簡単に言えば、他業種との連携や後輩指導といったスキル、さらには人事管理のノウハウなどを学ぶ内容となっており、簡単に言えば、ケアマネを統括し地域連携を引っ張る、地域包括ケアのリーダー的な役割を求められていると言えるでしょう。
ただ、これまでは、主任ケアマネがいると事業所加算が取れたり、地域包括支援センターなどでは資格者が求められたり、といった形で、実際のところあまり重視されてこなかった資格でもありました。
今後、居宅介護支援事業所やケアマネはどうなる?
今後、主任ケアマネのみが管理者として認められるとすると、主任ケアマネが用意できず閉鎖される事業所も増えるのではないか、という声が上がっています。
「閉鎖に追い込まれる事業所も出る」 居宅管理者の主マネ限定に懸念の声 (出典; Joint介護)
ただ、厚生省としては、今は確かに足りないがここ数年の受講者の増え方から計算すると、2020年には足りるという試算を立てているようです。
具体的には、2016年時点では28463人の主任ケアマネが勤務しているが、2015年の研修によって4400人増えているためそのペースで増え続ければ、4年で17000人ほど増えて46000人弱となり、必要数(こちらは現在が39866人のところ、43855人に増えると試算)を上回る、という試算のようです。
ただ、マクロでみれば人数は足りるのかもしれませんが、基本的にこうした人員配置は日本中で適正配置されるわけではないため、マクロで見た時におそらく1.3-1.5倍くらいの余剰人員がないと厳しいのではないでしょうか?
ちなみに、これだけ取得・維持が面倒な資格にもかかわらず、実働28463人に対して、59193人の人が研修を修了しているといいます。つまり半数以上の主任ケアマネ取得者は今はケアマネとして働いていないのです。
ただ、中にはまったく介護業界自体で働いていない方もいらっしゃるでしょうが、人によっては訪問介護やデイサービスの管理者や施設長といったマネジメント系の他職種についていたり、本社で事務方・経営陣などに回っていたりもするでしょう。
この制度の狙いとは?
こうしたことを考えてみると、大手に関してはまあ何とか対応が可能でしょう。
一番被害を被るのは、個人で経営されているケアマネかもしれません。業界的には個人で事業所をやっているケアマネの方も多いですが、今から資格を取るために10日休業して研修、といったことが果たして経営上耐えられるのでしょうか?
ただ、日々業務でお話しすると感じることなのですが、個人経営のケアマネの中には、現在とは違って合格率なども高かった(そうしないと、世の中にケアマネが増えませんので仕方がないことではありますが)介護保険黎明期のうちに資格を取ってしまい、その後の法改正などの知識が欠けているような方も多くいらっしゃるように感じています。引退、という仕組みもないため、パソコンなども一切触れない70代、80代のケアマネにも出会ったことがあります。

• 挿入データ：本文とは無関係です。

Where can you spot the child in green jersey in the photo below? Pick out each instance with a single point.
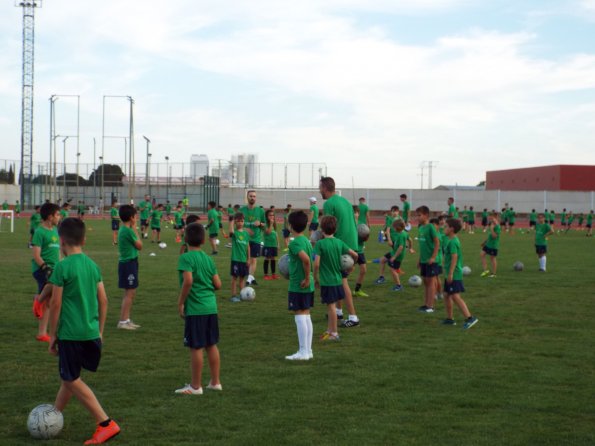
(490, 247)
(453, 284)
(542, 232)
(78, 312)
(300, 295)
(129, 243)
(271, 246)
(327, 273)
(197, 305)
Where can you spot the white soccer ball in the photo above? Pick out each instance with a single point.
(415, 281)
(45, 422)
(248, 294)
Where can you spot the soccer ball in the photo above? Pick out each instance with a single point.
(283, 266)
(363, 232)
(346, 263)
(45, 422)
(415, 281)
(247, 294)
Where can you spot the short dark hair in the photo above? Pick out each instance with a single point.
(72, 231)
(126, 212)
(48, 209)
(298, 221)
(454, 223)
(194, 234)
(328, 224)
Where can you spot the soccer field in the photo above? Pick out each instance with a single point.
(523, 375)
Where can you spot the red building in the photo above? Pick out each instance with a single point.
(555, 178)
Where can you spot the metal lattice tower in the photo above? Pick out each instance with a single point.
(26, 171)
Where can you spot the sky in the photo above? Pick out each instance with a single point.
(371, 88)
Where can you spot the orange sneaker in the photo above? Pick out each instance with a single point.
(102, 434)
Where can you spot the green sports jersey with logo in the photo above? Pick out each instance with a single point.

こう考えていくとこの制度の本当の狙いは、こうした古い個人経営のケアマネを一掃し、ある程度規模のある大手に集約させること、なのかもしれません。
ちなみに、ケアリッツではケアマネは基本的に社内で育成する方針を取っています。というのも、施設経験しかないケアマネや、あまりサービス提供責任者の業務をこなせない場合には、適切なケアマネ業務を行うことは難しい、と考えているからです。
なので、社内でしっかり訪問介護におけるサービス提供責任者を務めてもらった後にステップアップ、という形にしています。